Default package location
Python by default uses the user site package first and packages provided by
module
last to not interfere with your installation. If you want to skip
packages installed in your site-packages folder (in your /home directory), you
have to start Python with the -s
flag.
To check which package is loaded at import, you can print package.__file__
to get the full path of the package.
Example:
module load pytorch/1.5.0
python -c 'import torch;print(torch.__file__)'
home/mila/my_home/.local/lib/python3.7/site-packages/torch/__init__.py <== package from your own site-package
Now with the -s
flag:
module load pytorch/1.5.0
python -s -c 'import torch;print(torch.__file__)'
cvmfs/ai.mila.quebec/apps/x86_64/debian/pytorch/python3.7-cuda10.1-cudnn7.6-v1.5.0/lib/python3.7/site-packages/torch/__init__.py'
On using containers
Another option for creating portable code is Using containers on clusters.
Containers are a popular approach at deploying applications by packaging a lot of the required dependencies together. The most popular tool for this is Docker, but Docker cannot be used on the Mila cluster (nor the other clusters from Digital Research Alliance of Canada).
One popular mechanism for containerisation on a computational cluster is called Singularity. This is the recommended approach for running containers on the Mila cluster. See section Singularity for more details.
Singularity
Overview
What is Singularity?
Running Docker on SLURM is a security problem (e.g. running as root, being able to mount any directory). The alternative is to use Singularity, which is a popular solution in the world of HPC.
There is a good level of compatibility between Docker and Singularity, and we can find many exaggerated claims about able to convert containers from Docker to Singularity without any friction. Oftentimes, Docker images from DockerHub are 100% compatible with Singularity, and they can indeed be used without friction, but things get messy when we try to convert our own Docker build files to Singularity recipes.
Links to official documentation
official Singularity user guide (this is the one you will use most often)
official Singularity admin guide
Overview of the steps used in practice
Most often, the process to create and use a Singularity container is:
on your Linux computer (at home or work)
select a Docker image from DockerHub (e.g. pytorch/pytorch)
make a recipe file for Singularity that starts with that DockerHub image
build the recipe file, thus creating the image file (e.g.
my-pytorch-image.sif
)test your singularity container before send it over to the cluster
rsync -av my-pytorch-image.sif <login-node>:Documents/my-singularity-images
on the login node for that cluster
queue your jobs with
sbatch ...
(note that your jobs will copy over the
my-pytorch-image.sif
to $SLURM_TMPDIR and will then launch Singularity with that image)do something else while you wait for them to finish
queue more jobs with the same
my-pytorch-image.sif
, reusing it many times over
In the following sections you will find specific examples or tips to accomplish in practice the steps highlighted above.
Nope, not on MacOS
Singularity does not work on MacOS, as of the time of this writing in 2021. Docker does not actually run on MacOS, but there Docker silently installs a virtual machine running Linux, which makes it a pleasant experience, and the user does not need to care about the details of how Docker does it.

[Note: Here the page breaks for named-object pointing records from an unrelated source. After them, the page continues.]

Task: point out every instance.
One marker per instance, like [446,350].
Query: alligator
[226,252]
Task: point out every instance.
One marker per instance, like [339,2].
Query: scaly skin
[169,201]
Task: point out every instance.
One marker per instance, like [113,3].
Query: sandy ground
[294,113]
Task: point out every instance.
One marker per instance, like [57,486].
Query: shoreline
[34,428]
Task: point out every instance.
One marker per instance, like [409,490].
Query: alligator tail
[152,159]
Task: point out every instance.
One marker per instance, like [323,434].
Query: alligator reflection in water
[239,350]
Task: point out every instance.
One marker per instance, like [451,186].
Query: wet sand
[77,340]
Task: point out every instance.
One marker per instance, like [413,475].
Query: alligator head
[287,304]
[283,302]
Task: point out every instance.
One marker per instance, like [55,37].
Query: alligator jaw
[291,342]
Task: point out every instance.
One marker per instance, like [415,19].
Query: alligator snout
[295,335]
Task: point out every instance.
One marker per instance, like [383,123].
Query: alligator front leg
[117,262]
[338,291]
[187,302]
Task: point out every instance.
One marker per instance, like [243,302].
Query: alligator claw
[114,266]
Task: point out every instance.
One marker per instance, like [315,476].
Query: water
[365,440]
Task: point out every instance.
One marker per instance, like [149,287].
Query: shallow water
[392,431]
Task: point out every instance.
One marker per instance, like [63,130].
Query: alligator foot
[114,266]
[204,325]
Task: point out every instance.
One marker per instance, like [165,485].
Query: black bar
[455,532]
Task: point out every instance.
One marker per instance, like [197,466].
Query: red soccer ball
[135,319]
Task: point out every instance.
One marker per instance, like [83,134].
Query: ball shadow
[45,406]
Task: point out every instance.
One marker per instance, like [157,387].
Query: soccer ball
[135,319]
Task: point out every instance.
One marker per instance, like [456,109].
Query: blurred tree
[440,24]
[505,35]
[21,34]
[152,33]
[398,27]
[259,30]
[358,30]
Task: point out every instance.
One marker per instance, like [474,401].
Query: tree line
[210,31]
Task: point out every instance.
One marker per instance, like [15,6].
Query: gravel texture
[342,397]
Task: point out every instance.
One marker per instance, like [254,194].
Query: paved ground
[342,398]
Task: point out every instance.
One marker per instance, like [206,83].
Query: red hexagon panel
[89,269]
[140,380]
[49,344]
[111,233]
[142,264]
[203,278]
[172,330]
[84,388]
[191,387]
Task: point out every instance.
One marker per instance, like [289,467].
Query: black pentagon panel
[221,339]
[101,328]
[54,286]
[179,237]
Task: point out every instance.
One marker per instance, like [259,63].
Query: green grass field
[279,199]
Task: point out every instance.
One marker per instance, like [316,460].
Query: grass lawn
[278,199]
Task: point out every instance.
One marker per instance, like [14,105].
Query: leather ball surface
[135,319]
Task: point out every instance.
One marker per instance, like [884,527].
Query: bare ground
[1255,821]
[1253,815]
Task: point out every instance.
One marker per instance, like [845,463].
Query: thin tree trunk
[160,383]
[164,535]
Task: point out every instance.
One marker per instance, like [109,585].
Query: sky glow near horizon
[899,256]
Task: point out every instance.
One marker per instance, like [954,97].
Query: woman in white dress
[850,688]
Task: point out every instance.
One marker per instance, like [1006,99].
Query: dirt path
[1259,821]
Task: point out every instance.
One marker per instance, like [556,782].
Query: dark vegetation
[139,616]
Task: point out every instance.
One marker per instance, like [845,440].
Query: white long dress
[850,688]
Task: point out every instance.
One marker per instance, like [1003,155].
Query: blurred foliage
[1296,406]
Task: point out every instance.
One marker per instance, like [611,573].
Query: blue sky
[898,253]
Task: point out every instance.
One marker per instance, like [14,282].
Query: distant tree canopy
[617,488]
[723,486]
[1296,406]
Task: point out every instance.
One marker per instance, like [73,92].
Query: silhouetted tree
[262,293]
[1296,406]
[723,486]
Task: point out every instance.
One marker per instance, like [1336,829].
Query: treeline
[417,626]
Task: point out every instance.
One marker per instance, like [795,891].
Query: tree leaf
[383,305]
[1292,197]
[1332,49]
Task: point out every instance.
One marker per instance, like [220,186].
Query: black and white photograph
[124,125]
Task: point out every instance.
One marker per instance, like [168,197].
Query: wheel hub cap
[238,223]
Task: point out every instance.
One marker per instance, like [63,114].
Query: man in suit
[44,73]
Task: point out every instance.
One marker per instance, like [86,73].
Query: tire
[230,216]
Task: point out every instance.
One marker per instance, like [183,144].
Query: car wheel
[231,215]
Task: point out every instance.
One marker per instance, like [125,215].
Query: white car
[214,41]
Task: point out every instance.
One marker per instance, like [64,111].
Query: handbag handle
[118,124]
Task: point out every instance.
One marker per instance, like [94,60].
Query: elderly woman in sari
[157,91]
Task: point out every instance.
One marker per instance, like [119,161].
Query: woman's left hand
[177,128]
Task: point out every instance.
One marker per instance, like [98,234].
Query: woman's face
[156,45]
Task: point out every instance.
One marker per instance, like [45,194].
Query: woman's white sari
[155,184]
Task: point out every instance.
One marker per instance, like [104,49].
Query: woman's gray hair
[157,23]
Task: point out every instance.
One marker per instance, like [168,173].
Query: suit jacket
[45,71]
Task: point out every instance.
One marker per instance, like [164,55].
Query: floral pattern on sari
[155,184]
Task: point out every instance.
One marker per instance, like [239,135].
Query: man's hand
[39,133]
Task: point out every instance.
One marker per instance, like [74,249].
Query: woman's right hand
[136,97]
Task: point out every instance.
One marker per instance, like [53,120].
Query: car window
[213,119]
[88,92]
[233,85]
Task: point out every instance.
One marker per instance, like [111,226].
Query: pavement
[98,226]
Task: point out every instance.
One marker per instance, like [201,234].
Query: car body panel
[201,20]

Given its origins in HPC, Singularity does not provide that kind of seamless experience on MacOS, even though it’s technically possible to run it inside a Linux virtual machine on MacOS.
Where to build images
Building Singularity images is a rather heavy task, which can take 20 minutes if you have a lot of steps in your recipe. This makes it a bad task to run on the login nodes of our clusters, especially if it needs to be run regularly.
On the Mila cluster, we are lucky to have unrestricted internet access on the compute nodes, which means that anyone can request an interactive CPU node (no need for GPU) and build their images there without problem.
Warning
Do not build Singularity images from scratch every time your run a
job in a large batch. This will be a colossal waste of GPU time as well as
internet bandwidth. If you setup your workflow properly (e.g. using bind
paths for your code and data), you can spend months reusing the same
Singularity image my-pytorch-image.sif
.
Building the containers
Building a container is like creating a new environment except that containers are much more powerful since they are self-contained systems. With singularity, there are two ways to build containers.
The first one is by yourself, it’s like when you got a new Linux laptop and you don’t really know what you need, if you see that something is missing, you install it. Here you can get a vanilla container with Ubuntu called a sandbox, you log in and you install each packages by yourself. This procedure can take time but will allow you to understand how things work and what you need. This is recommended if you need to figure out how things will be compiled or if you want to install packages on the fly. We’ll refer to this procedure as singularity sandboxes.
The second way is more like you know what you want, so you write a list of everything you need, you send it to singularity and it will install everything for you. Those lists are called singularity recipes.
First way: Build and use a sandbox
You might ask yourself: On which machine should I build a container?
First of all, you need to choose where you’ll build your container. This operation requires memory and high cpu usage.
Warning
Do NOT build containers on any login nodes !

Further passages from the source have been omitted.